# Griffin



## DLCOO7 (11/6/16)

Hi guys I got a griffin rta with 1 grub screw stripped on the post . Is it possible just to replace the build deck as everything else is in great condition. Thanks

Sent from my GT-I9500 using Tapatalk


----------



## Feliks Karp (11/6/16)

Have you tried stuffing a tiny bit of toilet paper in to the head,to use for torque. You may get it out and its just the screw thats stripped not the post thread, think a screw is easier to replace.


----------



## Mac75 (11/6/16)

You could also try a Torx. Maybe T3 or 4. 

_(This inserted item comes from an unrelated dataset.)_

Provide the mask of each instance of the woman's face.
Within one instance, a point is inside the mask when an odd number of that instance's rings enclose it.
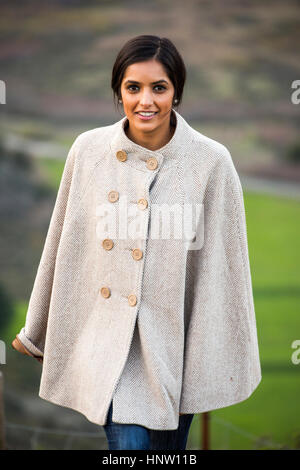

Sent from my iPhone using Tapatalk


----------



## DLCOO7 (11/6/16)

Its the actual post thats stripped not the screw. I changed the screw it juat spins when tightening it up but doesnt actually get tight

Sent from my GT-I9500 using Tapatalk


----------



## Mac75 (11/6/16)

You could use another slightly bigger screw to take a new thread on the post. 


Sent from my iPhone using Tapatalk

Reactions: Like 1


----------



## DLCOO7 (11/6/16)

Thx any suggestion on what size I need to ask for ?

Sent from my GT-I9500 using Tapatalk


----------



## DLCOO7 (11/6/16)

I'll take the one original size screw and get one or two sizes up. 

Sent from my GT-I9500 using Tapatalk

Reactions: Like 1


----------



## DLCOO7 (11/6/16)

Willing to sell or trade if anyome wants this for spare parts . Got both glass tanks and o rings 

Sent from my GT-I9500 using Tapatalk


----------



## SQL -Jazz Guitar-Vapa (11/6/16)

DLCOO7 said:


> Willing to sell or trade if anyome wants this for spare parts . Got both glass tanks and o rings
> 
> Sent from my GT-I9500 using Tapatalk


Maybe put in the classifieds section if you're dead set on getting rid of it.


----------